Vu la bande que donnait le navire, les mâts penchaient longuement au-dessus de l’eau, et juché sur mes barres de perroquet, je n’avais sous moi que l’étendue de la baie. Hands, qui n’était pas si haut, se trouvait par conséquent plus près du navire, et il tomba entre moi et les bastingages. Il reparut une fois à la surface dans un tourbillon d’écume et de sang, puis s’enfonça de nouveau pour de bon. Quand l’eau se fut éclaircie, je l’aperçus confusément affalé sur le fond de sable fin et clair, dans l’ombre projetée par le flanc du navire. Deux ou trois poissons filèrent le long de son corps. Par instants, grâce à l’ondulation de l’eau, il semblait remuer un peu, comme s’il essayait de se lever. Mais il était bien mort, à la fois percé de balles et noyé, et il s’apprêtait à nourrir les poissons sur les lieux mêmes où il avait projeté de m’égorger.
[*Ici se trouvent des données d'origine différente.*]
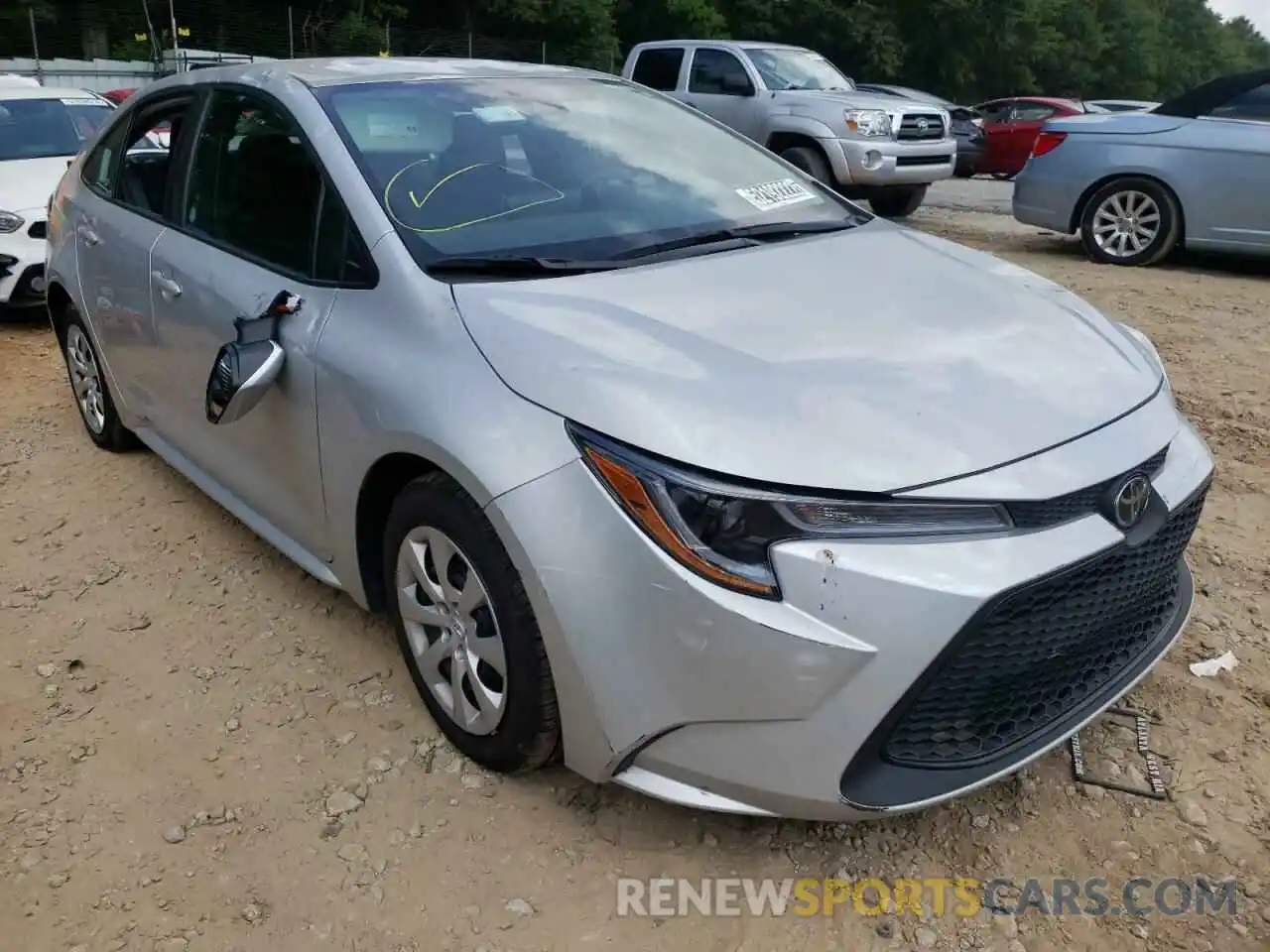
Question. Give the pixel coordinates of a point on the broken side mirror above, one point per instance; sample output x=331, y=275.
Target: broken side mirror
x=246, y=368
Sitôt convaincu du fait, je commençai à me sentir vertigineux d’épuisement et d’horreur. Le sang tiède ruisselait sur ma poitrine et sur mon dos. Le poignard, à l’endroit où il avait cloué mon épaule au mât, me brûlait comme un fer rouge, et néanmoins, ce qui me torturait ce n’était pas cette souffrance physique, que j’aurais, à elle seule, supportée sans murmure, c’était la peur qui m’emplissait l’esprit, de tomber des barres de perroquet dans cette immobile eau verte.

Je me cramponnai des deux mains avec une force à m’endolorir les ongles, et fermai les yeux pour ne plus voir le danger. Insensiblement je recouvrai mes esprits, mon pouls apaisé reprit une cadence plus naturelle, et je me sentis de nouveau en possession de moi-même.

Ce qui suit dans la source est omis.